Cabeção resignado obedeceu e, junto ao avô, bafejou a cerveja que havia sorvido no “churrasco”.

Ao sentir o cheiro do álcool, o General não se conteve e, com a bengala erguida, indignado, buscou atingir o neto vociferando:

– É cachaça, porco!

A bengala passou de soslaio, por pouco não acertando o neto. A indignação do avô durou algum tempo; a “ressaca”, porém, curada no dia seguinte.  

* * *

Cabeção e Edgar Motta, amigos de infância e colegas do IPA, prestaram serviço militar juntos, no QG da 3º Região, na Rua da Praia, nos idos de 1954 ou 55. Cabeção indolente, certa vez resistiu à ordem do sargento, resultando preso no fim de semana.
Encarcerado numa cela do quartel, sábado à tarde, quem fazia a guarda do cárcere era justamente o amigo e soldado Edgar.
— Motta — propôs Cabeção de dentro da cela, sabendo que o amigo possuía as chaves da cadeia, penduradas ao cinto —, abre a porta. Eu vou correndo ao Prado, faço uma acumulada e volto em seguida. É coisa rápida, ninguém vai ficar sabendo…

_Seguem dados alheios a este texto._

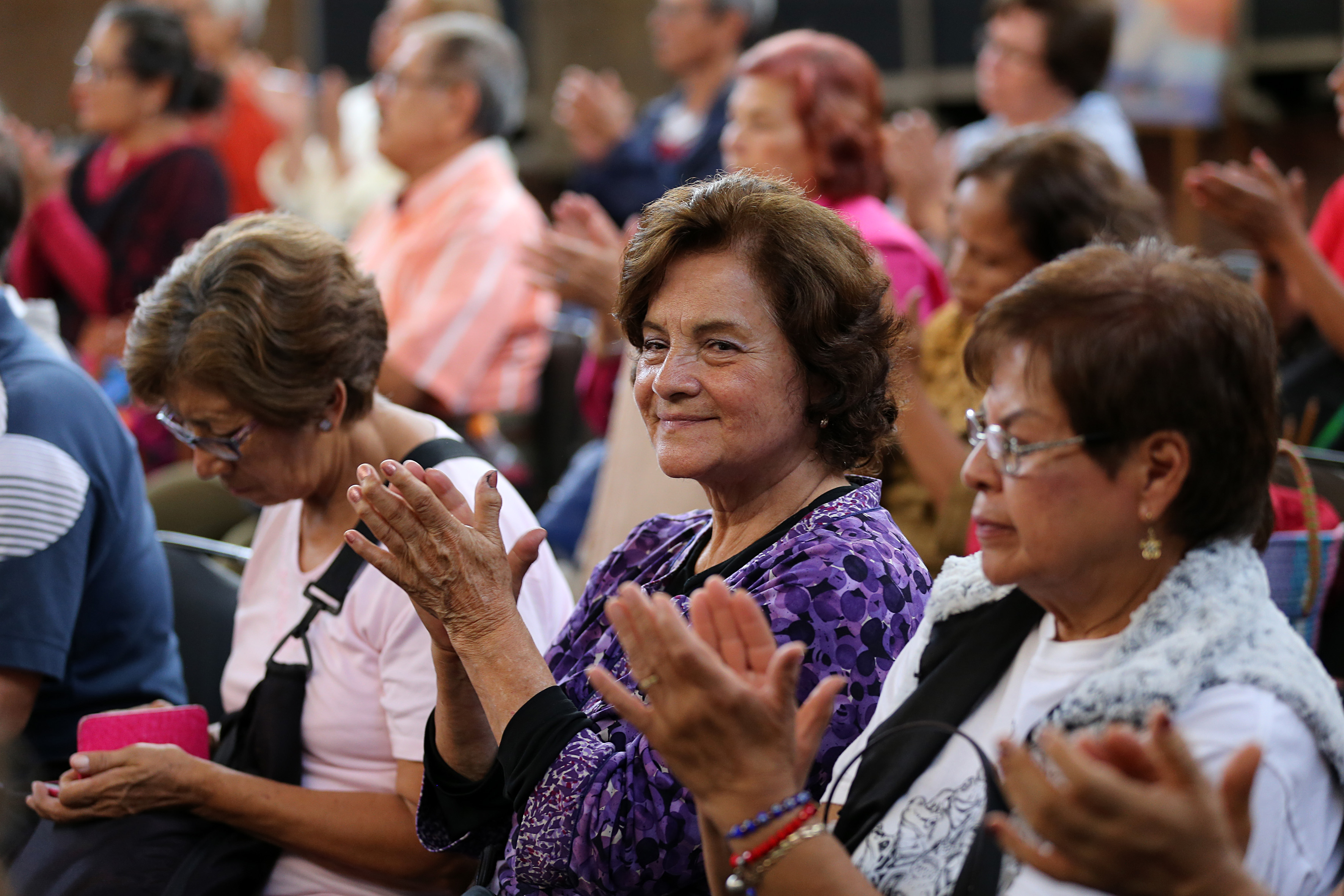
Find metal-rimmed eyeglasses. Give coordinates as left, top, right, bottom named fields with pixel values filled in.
left=966, top=409, right=1110, bottom=476
left=157, top=404, right=258, bottom=464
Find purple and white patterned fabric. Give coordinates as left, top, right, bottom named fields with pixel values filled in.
left=417, top=479, right=930, bottom=896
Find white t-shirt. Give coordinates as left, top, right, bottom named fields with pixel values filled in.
left=956, top=90, right=1146, bottom=181
left=222, top=420, right=574, bottom=896
left=833, top=614, right=1344, bottom=896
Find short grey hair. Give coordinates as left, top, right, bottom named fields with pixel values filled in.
left=406, top=12, right=527, bottom=137
left=706, top=0, right=777, bottom=43
left=210, top=0, right=270, bottom=44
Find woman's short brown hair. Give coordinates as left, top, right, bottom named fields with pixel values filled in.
left=125, top=215, right=387, bottom=427
left=738, top=28, right=887, bottom=200
left=960, top=130, right=1164, bottom=263
left=985, top=0, right=1116, bottom=97
left=965, top=241, right=1278, bottom=547
left=617, top=173, right=902, bottom=470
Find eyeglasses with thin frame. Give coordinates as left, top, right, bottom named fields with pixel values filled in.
left=966, top=409, right=1110, bottom=476
left=157, top=404, right=258, bottom=464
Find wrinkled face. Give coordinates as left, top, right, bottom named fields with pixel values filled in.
left=378, top=35, right=451, bottom=171
left=948, top=177, right=1040, bottom=316
left=976, top=7, right=1059, bottom=125
left=368, top=0, right=429, bottom=71
left=961, top=344, right=1141, bottom=594
left=634, top=251, right=816, bottom=487
left=70, top=17, right=171, bottom=134
left=648, top=0, right=723, bottom=77
left=719, top=75, right=816, bottom=191
left=165, top=383, right=329, bottom=506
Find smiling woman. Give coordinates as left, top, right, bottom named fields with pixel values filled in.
left=348, top=174, right=929, bottom=893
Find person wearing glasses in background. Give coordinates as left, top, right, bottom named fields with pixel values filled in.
left=24, top=215, right=572, bottom=896
left=886, top=0, right=1145, bottom=246
left=0, top=134, right=187, bottom=864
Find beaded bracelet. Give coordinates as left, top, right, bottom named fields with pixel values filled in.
left=725, top=821, right=827, bottom=896
left=731, top=802, right=817, bottom=868
left=728, top=790, right=812, bottom=839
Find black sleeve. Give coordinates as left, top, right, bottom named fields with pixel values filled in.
left=497, top=687, right=597, bottom=811
left=425, top=712, right=513, bottom=839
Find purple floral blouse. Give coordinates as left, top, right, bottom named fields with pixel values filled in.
left=417, top=479, right=930, bottom=894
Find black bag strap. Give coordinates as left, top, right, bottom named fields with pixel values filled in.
left=266, top=438, right=480, bottom=668
left=835, top=588, right=1045, bottom=853
left=825, top=722, right=1009, bottom=896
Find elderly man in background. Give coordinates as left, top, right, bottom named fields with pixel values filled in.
left=886, top=0, right=1145, bottom=246
left=351, top=12, right=556, bottom=418
left=257, top=0, right=503, bottom=239
left=552, top=0, right=775, bottom=222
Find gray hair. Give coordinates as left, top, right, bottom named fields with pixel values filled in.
left=210, top=0, right=270, bottom=44
left=406, top=12, right=527, bottom=137
left=706, top=0, right=777, bottom=43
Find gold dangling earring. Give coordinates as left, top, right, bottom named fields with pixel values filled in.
left=1138, top=527, right=1163, bottom=560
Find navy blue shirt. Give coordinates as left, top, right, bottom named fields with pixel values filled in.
left=0, top=294, right=187, bottom=762
left=570, top=82, right=733, bottom=226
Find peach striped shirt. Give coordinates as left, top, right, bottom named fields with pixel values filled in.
left=349, top=140, right=558, bottom=414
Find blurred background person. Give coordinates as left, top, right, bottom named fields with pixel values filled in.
left=152, top=0, right=280, bottom=215
left=593, top=241, right=1344, bottom=896
left=886, top=0, right=1145, bottom=246
left=0, top=134, right=187, bottom=864
left=19, top=215, right=572, bottom=896
left=257, top=0, right=501, bottom=239
left=882, top=132, right=1164, bottom=574
left=349, top=12, right=558, bottom=418
left=7, top=3, right=228, bottom=360
left=552, top=0, right=775, bottom=223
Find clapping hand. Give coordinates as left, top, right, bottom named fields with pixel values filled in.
left=551, top=66, right=634, bottom=162
left=589, top=576, right=844, bottom=830
left=989, top=711, right=1261, bottom=896
left=346, top=461, right=545, bottom=650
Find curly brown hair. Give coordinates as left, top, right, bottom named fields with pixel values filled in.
left=125, top=215, right=387, bottom=427
left=616, top=173, right=904, bottom=472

A princípio Motta manteve-se intransigente:

— Não!

Cabeção insistiu. Motta, por fim, acabou por ceder e o amigo saiu feito passarinho, livre rumo ao Prado dos Moinhos de Vento.
O soldado Edgar Motta, naquela tarde de sábado, passou a vigiar uma cadeia sem preso, mas compenetrado na sua condição de carcereiro, missão a qual o comando lhe havia confiado.

A certa altura, porém, surge o oficial do dia. Motta estremeceu, sentindo um frio percorrer a barriga. Agora estou perdido… — pensou atordoado. Tomando à frente, dirigiu-se ao oficial:

— Tenente, preciso lhe mostrar algo — puxando o militar a um canto tirando-o da órbita da cela vazia. — Olha esta parede e teto — prosseguiu — não precisa de uma pintura?

E o militar sugestionado, concordou:

— É, realmente, vamos providenciar para essa semana a pintura. No mais, tudo calmo?

— Tudo tranquilo, tenente. — respondeu Motta, gélido de medo, mas vendo que o militar tomava o rumo da saída sem perceber a cela vazia.